I am a public servant. In the 30 years of my career, there have been more times than I would care to admit when I was not very comfortable saying that out loud, much less in print. However, like everyone lately, my world has been rocked. The embassy bombings, the bombing of the federal building in Oklahoma City and the Sept. 11 images of public servants – police officers and firefighters – running towards the horror instead of away from it will stay with us forever. I have had to recognize that many terrorists target governments and, as we know, public servants are the front line of governance.

For years, public servants struggled with a "poor cousin" image in the workplace. It was insinuated that the brightest and the best would always go into the private sector. The rest of us, for many different reasons, made the decision to spend our lives teaching your kids hooking up your intravenous, protecting your border, checking the maintenance record on the aircraft taking you to Cancun and responding to 911 calls.

Oh, we have heard your snickers over the years.

We have heard your comments about road crews leaning on their shovels, striking nurses, mindless clerks processing paper, lazy teachers and cops in doughnut shops. And this was the tame stuff. I believe it's time to rethink our views on public service. First of all, understand that we do the things no one else really wants to do and that there is no real money in it. Try to buy police services from a street vendor. What price would the market pay to find an illegal immigrant? Ask a major private-sector company to write a new fair-trade policy. Try to shop around for a good deal on a passport.

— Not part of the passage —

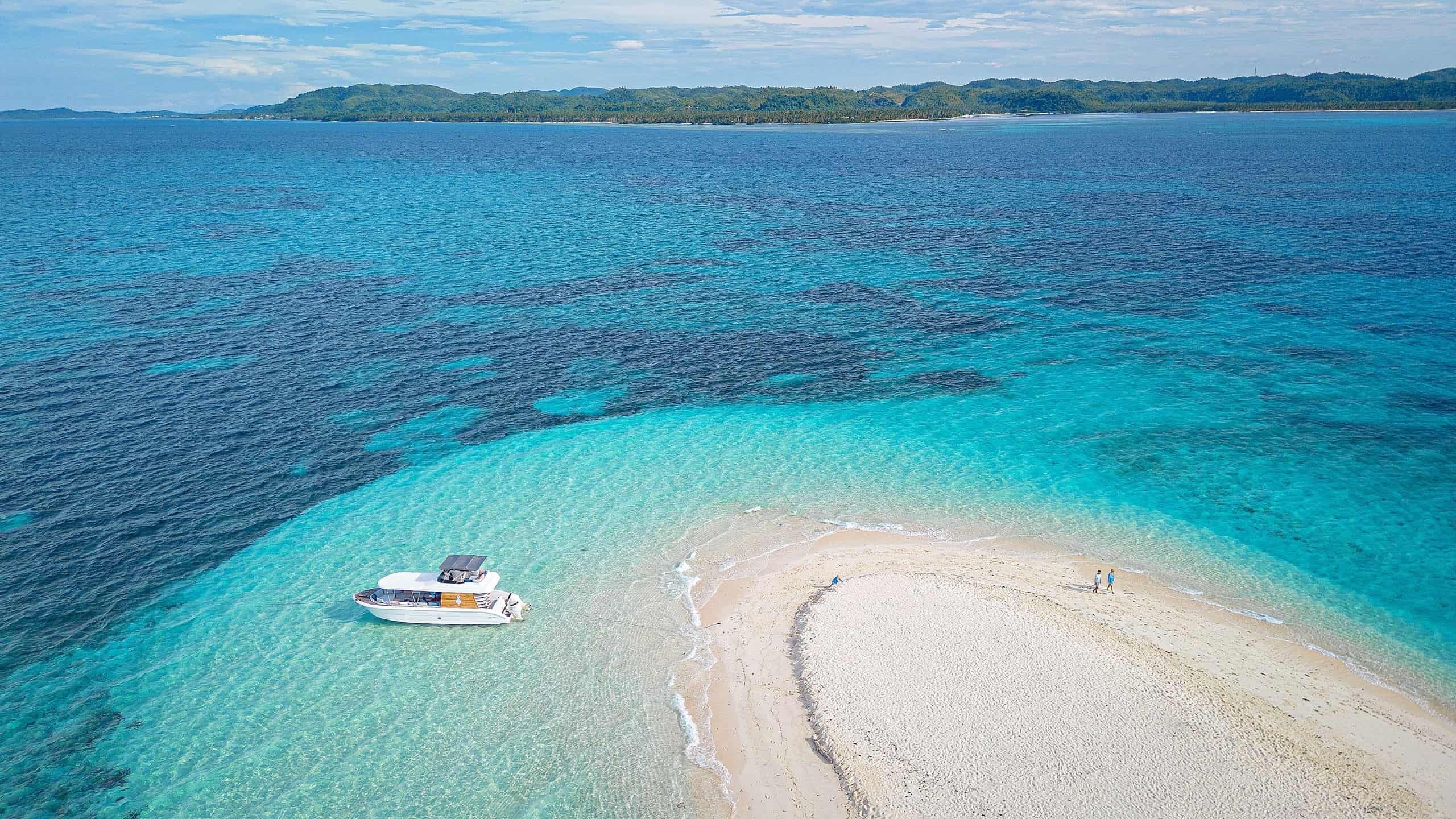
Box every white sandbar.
[702,532,1456,817]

The private-enterprise capitalist system is fine by me. It is adept at doing those things it is supposed to do, but it can't do it all. When it comes to writing good policy on parole violations, we don't freelance the contract, we ask a public servant with a weighty academic background, a wealth of experience and an ear to the street to compose it. When we need protection, high standards in our goods, food and water, we again look to the public servant. Whoa, let's stop right there. On that water thing. You're right. We have Walkerton and North Battleford to consider. I grew up in North Battleford and, as a working government guy, I was appalled that, for decades, city workers there drew drinking water a kilometre downstream from the spot they dumped the sewage. Let's be honest. Public servants make mistakes. Big ones, little ones and some really stupid ones. But so does the private sector. Our trouble, as public servants, is that our mistakes can cause a lot more grief.

It is true, we are notorious for our red tape, our obsession with paper and our slowness. But we are working really hard. We can and will be just as fast, as effective and as quality-minded as the private sector, even more. We have many masters, however, and sometimes when we try to cut the red tape we get beat up for what is then called a lack of accountability. It's always hard for us to know whom we really serve – politicians or citizens. But I believe we can serve both and do it with accountability and effectiveness.

So what have we got here? Well, we have jobs that have no market value. We are under constant public scrutiny. We get paid what citizens, not the market, think we are worth and we provide always essential but often hidden services. And most of us really like our work. We love your kids, we feel for you in the intensive-care unit, we want to find the bad guys and we are driven to develop policy that reflects Canadian values.

Public servants may now feel even more like a target for evil, but they will go to work every day. They will be here for us, the first to run into the trouble and to lead in the rebuilding. The war on terrorism will not be fought in the market, it will be defended at the border, in policy-making decisions on privacy and in the day by day readiness of emergency workers. And that is why I serve the public with pride.